I’m making a top-level response to the Quality Contribution (QC) of RandomRanger for the week of September 8, 2025: "But let's put sports to one side, what about the subject that sport emulates and trains for: war?". This will be blunt, but I’m open to being moved.

My stance: It shouldn’t have been a QC. The Motte defines QC as: "interesting and well-written comments and posts from the period covered." and the comment is certainly polished. But the bar that made me join here was higher: QC is a comment/post that explains something counter-intuitive, or something that changes my mind, or at the very least makes my view of the world more nuanced (and yes I know that I just repeated the same thing three times). This QC does the opposite: it uses an eloquent voice to sell a very strong claim about “racial war ability” that its own evidence doesn’t actually support.
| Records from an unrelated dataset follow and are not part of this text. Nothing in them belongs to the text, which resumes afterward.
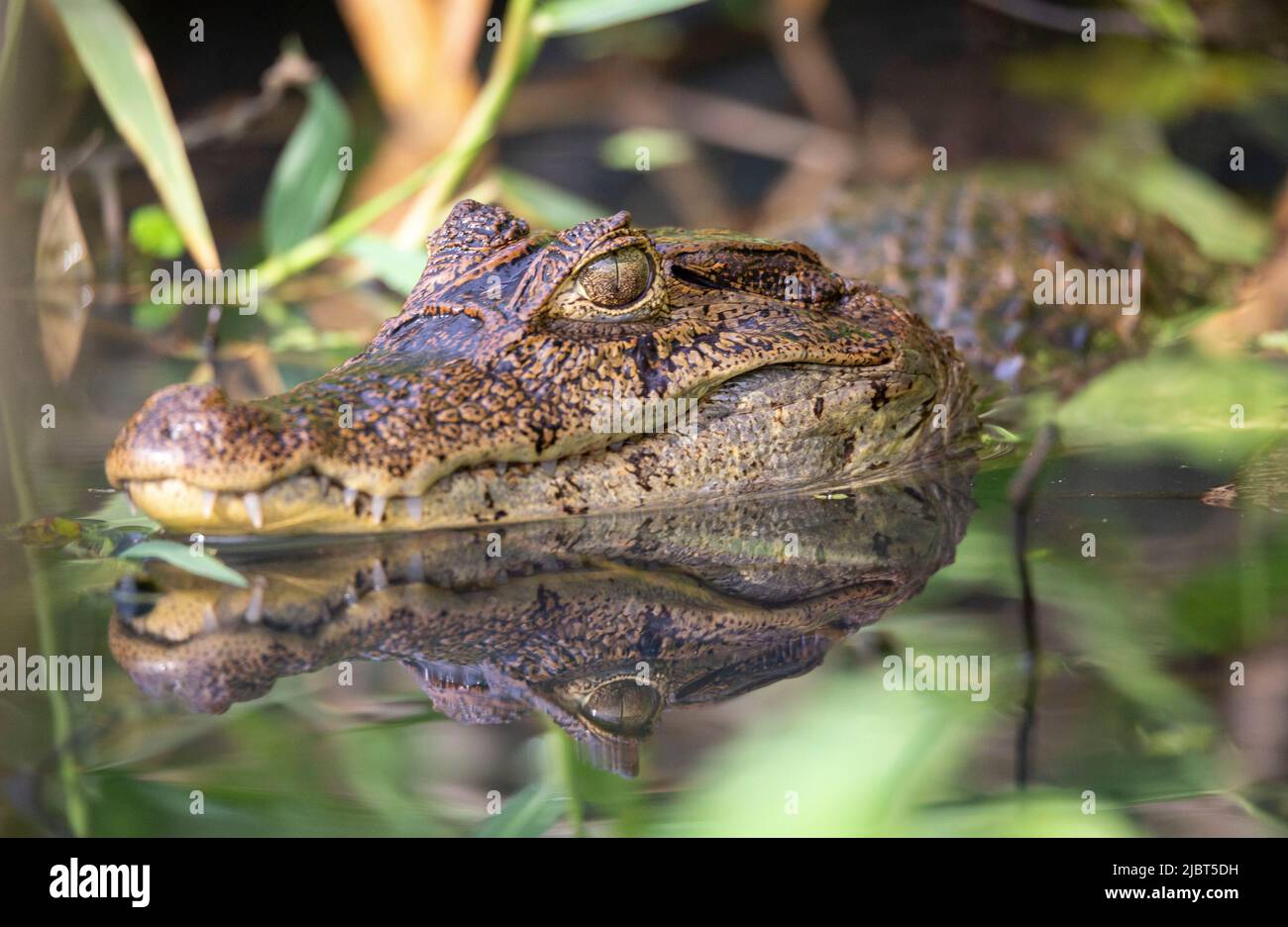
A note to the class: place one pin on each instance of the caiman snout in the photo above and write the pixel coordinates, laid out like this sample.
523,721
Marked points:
217,443
510,387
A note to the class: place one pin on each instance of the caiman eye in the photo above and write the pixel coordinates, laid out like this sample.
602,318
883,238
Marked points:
622,707
616,279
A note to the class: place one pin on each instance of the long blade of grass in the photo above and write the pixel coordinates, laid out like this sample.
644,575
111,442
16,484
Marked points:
125,78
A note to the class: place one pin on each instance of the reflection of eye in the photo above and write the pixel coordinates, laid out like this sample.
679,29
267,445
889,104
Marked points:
617,278
622,707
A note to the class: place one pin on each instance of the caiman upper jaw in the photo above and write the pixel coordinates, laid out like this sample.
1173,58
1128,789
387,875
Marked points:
482,400
215,443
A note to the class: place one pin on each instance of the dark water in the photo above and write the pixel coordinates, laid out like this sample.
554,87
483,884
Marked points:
734,669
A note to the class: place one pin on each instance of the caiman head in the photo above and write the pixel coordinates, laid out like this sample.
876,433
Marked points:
537,373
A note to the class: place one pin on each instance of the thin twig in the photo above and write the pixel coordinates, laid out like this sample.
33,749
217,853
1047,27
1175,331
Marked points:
1020,494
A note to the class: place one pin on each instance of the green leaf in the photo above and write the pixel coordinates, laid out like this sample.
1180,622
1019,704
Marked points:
307,179
155,233
528,814
1212,410
125,78
153,317
544,202
664,146
568,17
185,559
395,266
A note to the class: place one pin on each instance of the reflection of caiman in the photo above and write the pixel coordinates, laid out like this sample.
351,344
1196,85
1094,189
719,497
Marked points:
480,402
599,622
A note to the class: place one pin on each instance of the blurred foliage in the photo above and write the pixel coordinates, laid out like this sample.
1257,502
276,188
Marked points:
1124,76
307,180
154,232
125,77
662,147
1212,410
1129,716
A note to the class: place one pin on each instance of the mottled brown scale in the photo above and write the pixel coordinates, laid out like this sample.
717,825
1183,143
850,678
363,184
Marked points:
501,355
804,376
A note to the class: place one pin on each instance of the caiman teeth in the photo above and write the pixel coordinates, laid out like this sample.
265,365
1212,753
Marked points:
254,510
256,606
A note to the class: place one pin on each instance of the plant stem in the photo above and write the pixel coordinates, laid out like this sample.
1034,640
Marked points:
9,52
518,48
42,593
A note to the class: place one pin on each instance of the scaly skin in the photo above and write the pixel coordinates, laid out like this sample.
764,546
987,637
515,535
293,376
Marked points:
500,357
711,600
478,402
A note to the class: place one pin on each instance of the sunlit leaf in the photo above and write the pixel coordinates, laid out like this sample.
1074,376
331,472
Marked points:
63,281
542,202
395,266
307,179
184,558
567,17
1212,410
528,814
662,147
125,77
154,232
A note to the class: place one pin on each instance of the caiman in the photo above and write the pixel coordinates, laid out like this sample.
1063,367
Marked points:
484,399
599,622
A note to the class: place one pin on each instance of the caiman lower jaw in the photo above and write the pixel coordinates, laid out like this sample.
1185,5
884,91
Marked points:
776,429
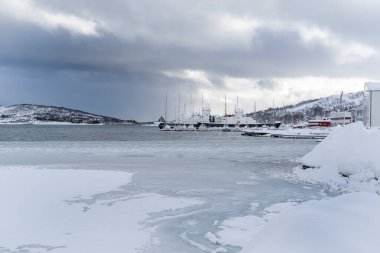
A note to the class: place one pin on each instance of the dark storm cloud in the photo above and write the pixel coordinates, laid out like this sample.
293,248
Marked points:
110,58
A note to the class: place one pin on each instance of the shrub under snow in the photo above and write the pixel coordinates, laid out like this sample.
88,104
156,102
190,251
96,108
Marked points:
348,160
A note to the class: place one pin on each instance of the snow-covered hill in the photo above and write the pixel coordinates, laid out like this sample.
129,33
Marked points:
316,108
35,114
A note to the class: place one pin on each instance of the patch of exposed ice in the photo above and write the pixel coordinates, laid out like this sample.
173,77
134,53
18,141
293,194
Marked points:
46,210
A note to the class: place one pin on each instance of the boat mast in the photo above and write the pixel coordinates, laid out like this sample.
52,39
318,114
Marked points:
225,110
179,105
166,105
202,108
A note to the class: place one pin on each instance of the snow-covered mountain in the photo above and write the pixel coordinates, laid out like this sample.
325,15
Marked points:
34,114
311,109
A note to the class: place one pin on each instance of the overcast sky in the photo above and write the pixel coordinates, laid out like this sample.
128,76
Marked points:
119,57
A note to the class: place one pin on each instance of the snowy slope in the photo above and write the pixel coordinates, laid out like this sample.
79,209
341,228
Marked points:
316,108
32,114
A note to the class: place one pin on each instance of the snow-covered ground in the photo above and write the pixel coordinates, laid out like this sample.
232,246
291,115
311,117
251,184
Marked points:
195,192
348,162
69,210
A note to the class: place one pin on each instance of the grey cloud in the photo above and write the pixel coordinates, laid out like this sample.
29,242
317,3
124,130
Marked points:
119,72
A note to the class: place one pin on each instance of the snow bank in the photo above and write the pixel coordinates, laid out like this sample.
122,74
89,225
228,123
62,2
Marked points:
63,210
348,223
348,160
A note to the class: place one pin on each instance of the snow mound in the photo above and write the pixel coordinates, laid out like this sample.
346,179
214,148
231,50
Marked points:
347,160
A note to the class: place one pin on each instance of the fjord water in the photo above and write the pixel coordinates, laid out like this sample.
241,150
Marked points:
226,172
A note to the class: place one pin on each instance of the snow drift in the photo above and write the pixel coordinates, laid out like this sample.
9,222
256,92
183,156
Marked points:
347,160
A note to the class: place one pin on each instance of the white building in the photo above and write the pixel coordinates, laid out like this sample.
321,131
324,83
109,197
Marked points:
341,118
371,103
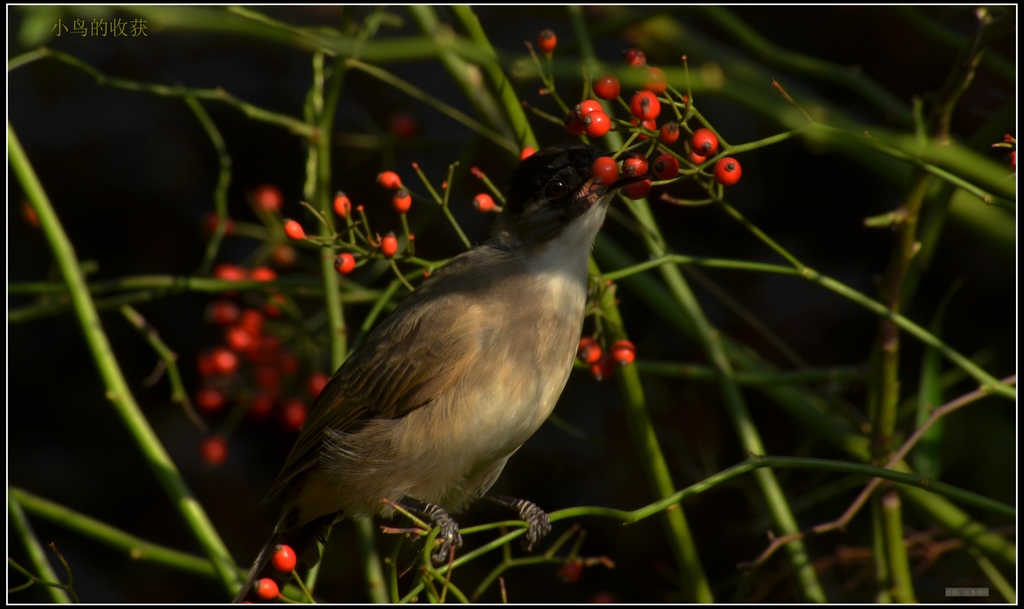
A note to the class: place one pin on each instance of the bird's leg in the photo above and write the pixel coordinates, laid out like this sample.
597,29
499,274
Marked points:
450,535
540,524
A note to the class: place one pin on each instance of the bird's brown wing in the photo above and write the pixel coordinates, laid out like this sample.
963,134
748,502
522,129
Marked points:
417,353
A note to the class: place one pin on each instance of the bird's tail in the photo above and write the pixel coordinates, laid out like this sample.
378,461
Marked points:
303,539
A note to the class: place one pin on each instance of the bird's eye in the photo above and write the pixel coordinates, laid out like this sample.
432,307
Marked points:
555,188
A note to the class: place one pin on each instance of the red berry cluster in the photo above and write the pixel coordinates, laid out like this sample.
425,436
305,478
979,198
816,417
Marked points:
251,368
602,363
647,110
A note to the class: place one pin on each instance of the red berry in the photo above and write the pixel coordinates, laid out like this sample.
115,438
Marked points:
603,367
222,312
239,338
704,142
402,125
606,87
624,352
344,263
695,159
635,57
342,206
210,399
266,589
585,107
665,167
210,222
573,124
261,405
389,245
223,361
293,415
316,383
597,124
546,41
727,171
570,571
284,256
605,169
389,179
649,125
637,189
294,230
214,450
669,133
483,203
229,272
589,351
267,198
656,81
284,558
401,201
645,105
635,166
262,273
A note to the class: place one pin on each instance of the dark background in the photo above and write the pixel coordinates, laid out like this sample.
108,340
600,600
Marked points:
131,174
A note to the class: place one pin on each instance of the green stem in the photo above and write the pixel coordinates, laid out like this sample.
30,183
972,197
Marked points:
136,548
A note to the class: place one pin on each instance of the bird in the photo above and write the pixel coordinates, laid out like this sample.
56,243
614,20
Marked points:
428,409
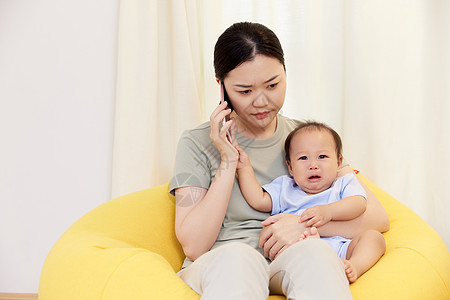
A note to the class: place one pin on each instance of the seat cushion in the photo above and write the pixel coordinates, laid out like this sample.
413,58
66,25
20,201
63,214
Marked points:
127,249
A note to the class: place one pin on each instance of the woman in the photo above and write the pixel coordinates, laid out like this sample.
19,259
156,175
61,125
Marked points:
220,234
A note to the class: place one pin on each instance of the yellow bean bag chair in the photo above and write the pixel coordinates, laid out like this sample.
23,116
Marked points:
127,249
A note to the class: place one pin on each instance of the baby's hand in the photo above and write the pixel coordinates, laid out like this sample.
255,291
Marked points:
316,216
243,161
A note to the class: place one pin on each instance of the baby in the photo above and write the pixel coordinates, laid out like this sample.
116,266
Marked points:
315,192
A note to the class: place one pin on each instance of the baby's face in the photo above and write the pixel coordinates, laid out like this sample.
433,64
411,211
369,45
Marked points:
314,163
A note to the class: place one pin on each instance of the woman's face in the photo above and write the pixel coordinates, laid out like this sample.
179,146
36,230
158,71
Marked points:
257,89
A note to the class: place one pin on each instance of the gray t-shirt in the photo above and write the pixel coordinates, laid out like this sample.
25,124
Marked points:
197,162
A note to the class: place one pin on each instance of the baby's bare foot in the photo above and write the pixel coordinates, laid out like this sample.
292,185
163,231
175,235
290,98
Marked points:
313,233
349,270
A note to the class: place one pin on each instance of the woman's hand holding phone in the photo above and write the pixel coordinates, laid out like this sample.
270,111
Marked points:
222,100
220,131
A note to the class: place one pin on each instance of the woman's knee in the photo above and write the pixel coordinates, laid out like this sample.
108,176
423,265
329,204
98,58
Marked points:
240,254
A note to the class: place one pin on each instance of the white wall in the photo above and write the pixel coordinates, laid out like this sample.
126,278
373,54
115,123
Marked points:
57,78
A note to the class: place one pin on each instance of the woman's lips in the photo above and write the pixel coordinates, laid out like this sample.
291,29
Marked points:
261,115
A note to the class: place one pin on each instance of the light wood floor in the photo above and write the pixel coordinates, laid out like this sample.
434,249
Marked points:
13,296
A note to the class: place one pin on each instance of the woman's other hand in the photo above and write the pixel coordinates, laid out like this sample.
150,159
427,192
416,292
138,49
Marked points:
280,231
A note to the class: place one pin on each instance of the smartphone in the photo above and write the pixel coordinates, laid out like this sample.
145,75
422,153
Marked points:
224,97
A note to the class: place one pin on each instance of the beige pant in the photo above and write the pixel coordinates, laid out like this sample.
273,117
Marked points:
309,269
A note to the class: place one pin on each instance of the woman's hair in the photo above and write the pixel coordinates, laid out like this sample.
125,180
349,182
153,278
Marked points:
312,125
240,43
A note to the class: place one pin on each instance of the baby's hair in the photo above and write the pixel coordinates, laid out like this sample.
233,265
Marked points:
312,125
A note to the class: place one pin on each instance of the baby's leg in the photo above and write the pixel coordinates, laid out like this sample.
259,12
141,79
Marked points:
313,233
363,252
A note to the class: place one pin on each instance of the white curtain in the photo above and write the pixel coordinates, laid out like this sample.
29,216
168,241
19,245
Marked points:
377,71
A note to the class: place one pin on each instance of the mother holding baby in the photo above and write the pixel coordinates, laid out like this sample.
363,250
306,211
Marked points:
233,251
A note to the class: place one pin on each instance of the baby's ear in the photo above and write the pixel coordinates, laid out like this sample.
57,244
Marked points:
288,163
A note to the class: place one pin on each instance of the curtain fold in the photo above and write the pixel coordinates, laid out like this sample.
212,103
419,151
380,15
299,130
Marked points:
158,91
376,71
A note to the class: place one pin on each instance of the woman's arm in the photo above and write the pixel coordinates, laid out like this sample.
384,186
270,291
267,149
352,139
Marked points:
199,212
250,188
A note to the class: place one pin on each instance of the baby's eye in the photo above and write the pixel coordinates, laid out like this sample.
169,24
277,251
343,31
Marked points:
245,92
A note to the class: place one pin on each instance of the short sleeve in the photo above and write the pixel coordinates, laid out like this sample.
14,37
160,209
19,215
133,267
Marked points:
352,187
192,166
274,190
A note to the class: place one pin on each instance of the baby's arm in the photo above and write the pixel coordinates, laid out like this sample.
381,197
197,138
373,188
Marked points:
342,210
250,188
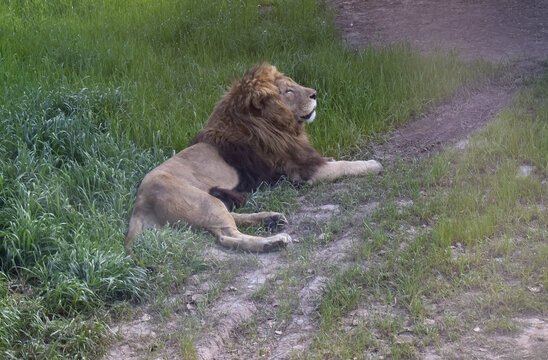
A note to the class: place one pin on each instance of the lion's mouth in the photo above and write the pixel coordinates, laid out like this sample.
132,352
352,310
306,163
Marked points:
309,116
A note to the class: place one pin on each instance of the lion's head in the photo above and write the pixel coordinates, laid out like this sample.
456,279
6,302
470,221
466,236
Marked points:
258,127
299,99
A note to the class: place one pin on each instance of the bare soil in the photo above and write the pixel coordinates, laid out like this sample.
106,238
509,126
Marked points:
246,320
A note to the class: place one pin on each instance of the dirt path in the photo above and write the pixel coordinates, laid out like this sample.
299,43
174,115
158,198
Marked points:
247,320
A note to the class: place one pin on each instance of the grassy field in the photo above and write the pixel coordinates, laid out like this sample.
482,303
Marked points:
96,93
461,248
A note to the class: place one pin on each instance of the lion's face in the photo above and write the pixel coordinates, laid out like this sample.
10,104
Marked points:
300,100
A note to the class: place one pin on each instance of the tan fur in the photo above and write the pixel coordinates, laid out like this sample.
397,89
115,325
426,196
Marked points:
255,134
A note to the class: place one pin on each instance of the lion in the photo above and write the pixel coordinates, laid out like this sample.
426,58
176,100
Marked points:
255,134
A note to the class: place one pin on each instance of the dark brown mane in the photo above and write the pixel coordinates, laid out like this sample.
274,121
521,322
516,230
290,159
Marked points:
257,134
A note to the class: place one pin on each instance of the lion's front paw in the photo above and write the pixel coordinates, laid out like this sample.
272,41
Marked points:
275,222
276,242
373,166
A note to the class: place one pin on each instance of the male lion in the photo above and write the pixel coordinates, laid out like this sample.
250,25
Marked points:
255,133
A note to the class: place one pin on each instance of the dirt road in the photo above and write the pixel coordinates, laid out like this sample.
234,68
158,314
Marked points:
514,32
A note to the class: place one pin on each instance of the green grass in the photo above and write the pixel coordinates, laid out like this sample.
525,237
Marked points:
465,252
172,60
96,93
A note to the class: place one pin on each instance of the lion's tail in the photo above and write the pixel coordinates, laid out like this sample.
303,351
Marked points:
135,228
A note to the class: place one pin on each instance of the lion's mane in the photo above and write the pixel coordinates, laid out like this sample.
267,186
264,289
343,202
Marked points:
257,134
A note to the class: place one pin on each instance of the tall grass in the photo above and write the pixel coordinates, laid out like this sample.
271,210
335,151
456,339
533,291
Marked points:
173,60
93,94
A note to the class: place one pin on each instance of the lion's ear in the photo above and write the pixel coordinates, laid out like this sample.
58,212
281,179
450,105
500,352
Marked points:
260,97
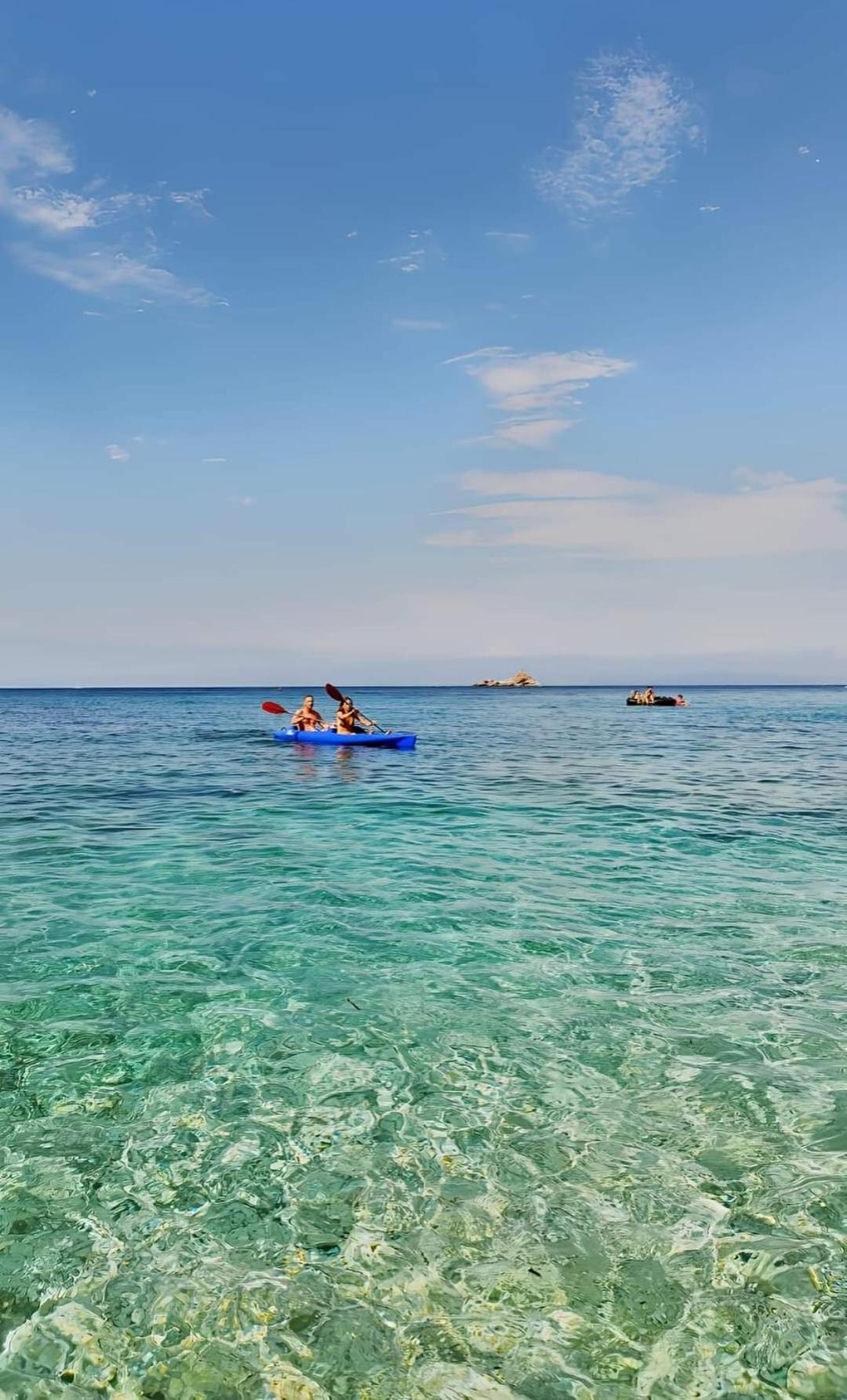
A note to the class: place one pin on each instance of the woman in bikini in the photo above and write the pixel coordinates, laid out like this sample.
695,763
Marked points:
349,720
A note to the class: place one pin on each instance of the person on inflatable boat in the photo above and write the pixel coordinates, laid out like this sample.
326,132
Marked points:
307,717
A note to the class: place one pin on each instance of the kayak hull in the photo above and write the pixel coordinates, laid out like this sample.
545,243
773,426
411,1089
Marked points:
346,741
658,702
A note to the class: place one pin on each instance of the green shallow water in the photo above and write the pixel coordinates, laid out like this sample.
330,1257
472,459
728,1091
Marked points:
511,1067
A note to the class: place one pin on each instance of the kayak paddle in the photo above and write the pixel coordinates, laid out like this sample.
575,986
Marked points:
336,695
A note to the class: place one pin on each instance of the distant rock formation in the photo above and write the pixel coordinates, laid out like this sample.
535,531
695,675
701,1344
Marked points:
521,680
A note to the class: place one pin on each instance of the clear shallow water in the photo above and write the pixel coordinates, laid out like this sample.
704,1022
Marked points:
507,1067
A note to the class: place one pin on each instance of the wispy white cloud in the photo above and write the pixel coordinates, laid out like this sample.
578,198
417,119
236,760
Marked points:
619,518
112,274
416,256
554,484
410,324
508,240
633,117
32,154
534,388
525,431
192,199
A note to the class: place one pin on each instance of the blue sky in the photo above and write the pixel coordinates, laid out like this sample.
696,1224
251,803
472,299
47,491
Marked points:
405,345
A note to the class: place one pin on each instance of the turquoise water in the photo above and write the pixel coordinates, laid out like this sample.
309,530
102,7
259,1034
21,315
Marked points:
511,1067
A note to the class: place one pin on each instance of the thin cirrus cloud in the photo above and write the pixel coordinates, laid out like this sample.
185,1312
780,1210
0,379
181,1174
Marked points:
633,118
60,222
191,199
615,517
112,276
507,240
420,252
534,390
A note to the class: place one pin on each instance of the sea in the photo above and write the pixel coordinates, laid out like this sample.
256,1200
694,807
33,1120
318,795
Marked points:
514,1066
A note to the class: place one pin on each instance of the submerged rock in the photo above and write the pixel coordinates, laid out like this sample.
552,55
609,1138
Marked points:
520,680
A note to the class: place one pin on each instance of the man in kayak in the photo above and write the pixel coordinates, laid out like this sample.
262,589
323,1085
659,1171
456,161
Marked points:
349,720
307,717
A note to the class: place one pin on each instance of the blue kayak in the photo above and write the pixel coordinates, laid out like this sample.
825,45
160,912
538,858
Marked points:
365,741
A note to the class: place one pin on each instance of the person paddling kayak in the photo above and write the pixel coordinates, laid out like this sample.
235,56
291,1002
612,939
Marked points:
307,717
349,720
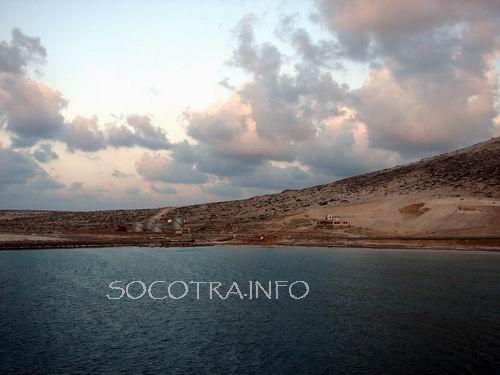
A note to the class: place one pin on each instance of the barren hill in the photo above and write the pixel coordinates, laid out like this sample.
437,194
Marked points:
453,195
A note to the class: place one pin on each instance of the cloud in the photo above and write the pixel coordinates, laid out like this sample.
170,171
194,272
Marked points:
31,111
44,153
139,131
84,134
159,168
22,49
19,169
119,174
160,189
The comment argues, and I quote, that: "there's no evidence that blacks are anywhere near as capable at warfare as whites and much to the contrary. Ye olde racist might be wrong 9/10 times but is right where it matters, regarding key civilizational abilities of which warfare is the most important".

Before I push back, I want to note what I think the QC gets right. It’s absolutely true that warfare is a brutally demanding composite of logistics, industry, organization, and abstract thinking, and that it tells more about a society’s real capabilities than feel-good representation in sports or prestige slots. I also think it’s fair to say that colonial wars were often “easy” given the power and capital disparities involved. My disagreement is not with those premises, but with the jump from those facts to a story about fixed racial essence.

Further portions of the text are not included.